29.3.05

Edward WATKINS

C’est comme pour le Prix Goncourt, la Médaille de Dykes est quelquefois décernée à un iris qui reste le seul ouvrage connu de son auteur. Certains écrivains sont à la tête d’une œuvre importante, appréciée des initiés, mais le grand public ne connaît d’eux qu’un roman, celui qui a été primé. Il en est de même dans le petit monde des iris. Prenez par exemple le cas d’Edward Watkins : aurait-on parlé de lui sans ELEANOR’S PRIDE et la D.M. qui lui a échu en 1961 ?

Ed Watkins (1889/1963) était un homme sans histoire, un pur produit de la Nouvelle Angleterre, né à Concord, capitale du New Hampshire, au nord de Boston.
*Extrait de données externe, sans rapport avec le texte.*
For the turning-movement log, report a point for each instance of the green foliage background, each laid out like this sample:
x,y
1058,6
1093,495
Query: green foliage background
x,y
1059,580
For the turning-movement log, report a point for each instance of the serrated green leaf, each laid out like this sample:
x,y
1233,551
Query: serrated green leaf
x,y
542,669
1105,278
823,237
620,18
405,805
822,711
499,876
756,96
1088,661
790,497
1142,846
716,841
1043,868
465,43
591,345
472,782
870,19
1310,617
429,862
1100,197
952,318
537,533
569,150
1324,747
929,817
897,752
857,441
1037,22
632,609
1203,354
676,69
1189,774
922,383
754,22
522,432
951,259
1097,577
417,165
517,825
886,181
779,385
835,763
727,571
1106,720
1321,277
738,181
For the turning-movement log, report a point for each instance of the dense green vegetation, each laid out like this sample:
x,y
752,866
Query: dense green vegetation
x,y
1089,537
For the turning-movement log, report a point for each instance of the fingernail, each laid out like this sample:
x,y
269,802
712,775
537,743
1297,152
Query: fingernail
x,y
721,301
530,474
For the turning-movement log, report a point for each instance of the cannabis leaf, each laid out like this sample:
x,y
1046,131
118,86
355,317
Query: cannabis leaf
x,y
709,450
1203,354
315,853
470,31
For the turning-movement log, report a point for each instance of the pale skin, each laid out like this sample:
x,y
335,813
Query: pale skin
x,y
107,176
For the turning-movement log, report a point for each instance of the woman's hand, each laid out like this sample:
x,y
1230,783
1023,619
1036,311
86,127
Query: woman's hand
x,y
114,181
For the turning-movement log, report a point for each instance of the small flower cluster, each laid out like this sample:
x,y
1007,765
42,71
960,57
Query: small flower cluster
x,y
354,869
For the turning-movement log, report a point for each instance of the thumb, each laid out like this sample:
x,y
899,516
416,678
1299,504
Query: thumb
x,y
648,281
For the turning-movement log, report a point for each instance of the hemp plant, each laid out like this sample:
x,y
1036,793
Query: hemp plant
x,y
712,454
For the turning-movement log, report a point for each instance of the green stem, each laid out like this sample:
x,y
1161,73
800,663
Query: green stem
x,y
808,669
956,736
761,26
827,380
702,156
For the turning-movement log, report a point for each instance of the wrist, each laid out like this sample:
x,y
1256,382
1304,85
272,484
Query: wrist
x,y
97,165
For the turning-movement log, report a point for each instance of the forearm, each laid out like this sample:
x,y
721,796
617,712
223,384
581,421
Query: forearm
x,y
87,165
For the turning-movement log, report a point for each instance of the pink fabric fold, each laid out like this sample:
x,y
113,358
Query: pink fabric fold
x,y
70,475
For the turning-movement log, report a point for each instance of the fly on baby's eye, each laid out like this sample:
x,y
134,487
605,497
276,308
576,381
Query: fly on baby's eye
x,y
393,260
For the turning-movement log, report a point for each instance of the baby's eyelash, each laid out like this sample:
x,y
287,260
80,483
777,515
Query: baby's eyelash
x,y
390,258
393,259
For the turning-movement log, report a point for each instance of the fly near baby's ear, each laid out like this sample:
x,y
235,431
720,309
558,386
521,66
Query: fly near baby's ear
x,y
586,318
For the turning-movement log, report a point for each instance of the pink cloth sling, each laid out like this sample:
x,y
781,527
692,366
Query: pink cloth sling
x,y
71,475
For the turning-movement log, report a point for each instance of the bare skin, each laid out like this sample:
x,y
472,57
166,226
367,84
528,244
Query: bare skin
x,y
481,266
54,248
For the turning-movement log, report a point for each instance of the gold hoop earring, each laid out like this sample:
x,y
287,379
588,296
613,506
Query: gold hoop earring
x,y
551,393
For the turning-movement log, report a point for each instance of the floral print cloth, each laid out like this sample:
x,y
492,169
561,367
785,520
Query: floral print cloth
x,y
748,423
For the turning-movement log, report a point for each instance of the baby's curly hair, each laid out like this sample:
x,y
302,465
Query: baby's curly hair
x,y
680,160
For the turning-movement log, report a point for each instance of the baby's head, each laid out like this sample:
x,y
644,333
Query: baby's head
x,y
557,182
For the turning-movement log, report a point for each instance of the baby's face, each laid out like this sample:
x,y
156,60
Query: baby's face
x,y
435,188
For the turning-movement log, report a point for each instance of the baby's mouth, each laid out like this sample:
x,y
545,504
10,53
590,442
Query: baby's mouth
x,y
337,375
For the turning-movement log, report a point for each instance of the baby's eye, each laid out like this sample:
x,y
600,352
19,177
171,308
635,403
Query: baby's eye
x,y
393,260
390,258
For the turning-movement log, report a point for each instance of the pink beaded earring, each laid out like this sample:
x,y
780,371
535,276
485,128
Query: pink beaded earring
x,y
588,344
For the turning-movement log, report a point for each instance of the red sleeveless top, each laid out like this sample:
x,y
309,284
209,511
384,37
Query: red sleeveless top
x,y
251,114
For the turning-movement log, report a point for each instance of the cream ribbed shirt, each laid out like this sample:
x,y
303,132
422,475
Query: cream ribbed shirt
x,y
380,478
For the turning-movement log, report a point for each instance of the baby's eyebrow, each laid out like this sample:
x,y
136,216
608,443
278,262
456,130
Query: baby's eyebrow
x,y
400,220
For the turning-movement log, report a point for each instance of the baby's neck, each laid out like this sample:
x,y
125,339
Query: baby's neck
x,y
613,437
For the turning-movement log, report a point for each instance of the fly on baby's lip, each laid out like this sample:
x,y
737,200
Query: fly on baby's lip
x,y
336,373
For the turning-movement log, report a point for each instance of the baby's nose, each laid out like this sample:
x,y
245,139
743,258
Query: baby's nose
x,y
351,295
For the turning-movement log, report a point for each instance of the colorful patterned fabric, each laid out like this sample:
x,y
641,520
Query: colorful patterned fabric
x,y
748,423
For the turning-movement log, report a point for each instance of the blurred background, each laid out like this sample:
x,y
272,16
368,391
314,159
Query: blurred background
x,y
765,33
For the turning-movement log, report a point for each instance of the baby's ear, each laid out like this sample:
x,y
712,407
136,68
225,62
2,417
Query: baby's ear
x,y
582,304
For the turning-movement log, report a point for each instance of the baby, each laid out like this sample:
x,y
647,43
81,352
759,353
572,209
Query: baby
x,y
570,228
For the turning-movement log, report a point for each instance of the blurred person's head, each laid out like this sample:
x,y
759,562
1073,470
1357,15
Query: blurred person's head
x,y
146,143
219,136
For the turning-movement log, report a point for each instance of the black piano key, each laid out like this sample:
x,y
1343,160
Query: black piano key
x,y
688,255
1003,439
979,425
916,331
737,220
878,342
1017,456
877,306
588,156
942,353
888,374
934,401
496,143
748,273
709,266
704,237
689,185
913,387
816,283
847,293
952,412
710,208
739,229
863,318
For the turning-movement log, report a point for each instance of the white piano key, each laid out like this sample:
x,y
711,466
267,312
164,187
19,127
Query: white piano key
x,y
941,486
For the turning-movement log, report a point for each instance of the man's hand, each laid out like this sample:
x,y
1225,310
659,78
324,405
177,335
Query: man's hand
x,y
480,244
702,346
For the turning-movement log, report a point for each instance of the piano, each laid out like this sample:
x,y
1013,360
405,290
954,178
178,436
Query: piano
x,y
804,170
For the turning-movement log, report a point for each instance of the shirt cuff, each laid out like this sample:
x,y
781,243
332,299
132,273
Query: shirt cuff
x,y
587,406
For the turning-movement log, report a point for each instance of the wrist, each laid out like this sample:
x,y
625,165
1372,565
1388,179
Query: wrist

Rien ne le prédestinait à la moindre notoriété. Venant d’un milieu modeste il commença dans la vie par un emploi dans la compagnie de chemin de fer du coin. Mais un grave accident le laissa avec une jambe estropiée… C’est le médecin qui le soigna qui l’attira vers les iris. Le Dr Robert Graves était passionné par l’hybridation. Il prit Ed. Watkins en amitié et celui-ci se mit à jouer les abeilles, comme un dérivatif à son inaptitude au travail sur les voies ferrées. Comme son mentor, qui devait quelques années plus tard obtenir HELEN McGREGOR (43), iris blanc, D.M. en 1949, il fit des essais sur les iris blancs. C’est ainsi que sans en revendiquer la paternité, les deux semis blancs qui se nommèrent SNOW CARNIVAL (Graves 40) et AND THOU (Graves 40) résultent de son travail méticuleux et perfectionniste. Pour la petite histoire, il faut savoir que cet AND THOU est un fils du français NENE (F. Cayeux 28).

Au début des années 50, à plus de soixante ans donc, Ed. Watkins s’associa avec son frère Arthur pour créer sa propre pépinière, Fairmount Gardens, à Lowell, sur la route qui va de Concord à Boston. Une de ses premières introductions fut ICE CARNIVAL (50), un bleu très pâle issu de JANE PHILIPS (49), variété obtenue par son ami R. Graves. Pour s’assurer qu’il avait bien exploité toutes les potentialités, Watkins n’hésitait pas à recommencer au moins trois ans de suite le même croisement. Ce fut le cas pour ELEANOR’S PRIDE (52), qui provient d’un énième mariage de JANE PHILIPS et de BLUE RHYTHM. Cette fois aura été la bonne puisque cet iris bleu pâle sera l’attributaire de la D.M. en 1961.

Depuis son accident, la santé d’Ed. Watkins n’avait jamais été bonne et elle s’est encore détériorée après son soixantième anniversaire. L’aide de son frère Arthur lui fut précieuse : Edward était la tête, Arthur était les jambes. Ed. décidait des croisements qu’il voulait faire, mais c’est Art. qui les réalisait. De même c’est Ed. qui sélectionnait les plantes à conserver, mais c’est Art. qui prenait la bêche pour détruire les autres. De ce travail à quatre mains sont sortis quelques iris, en général des variétés unicolores (self), mais aucune n’est jamais parvenue à retenir durablement l’attention des juges. Cela ne veut pas dire qu’il s’agissait de variétés médiocres ! JEAN BOYD FITTZ (60), par exemple, est une réelle avancée dans les tons foncés, et LONDON TOWN (57), mauve jacinthe clair, plus sombre au cœur, a vraiment beaucoup de charme. Néanmoins le miracle d’ELEANOR’S PRIDE ne s’est jamais reproduit, et Edward Watkins reste l’un de ceux qui ne sont pratiquement l’obtenteur que d’une seule variété.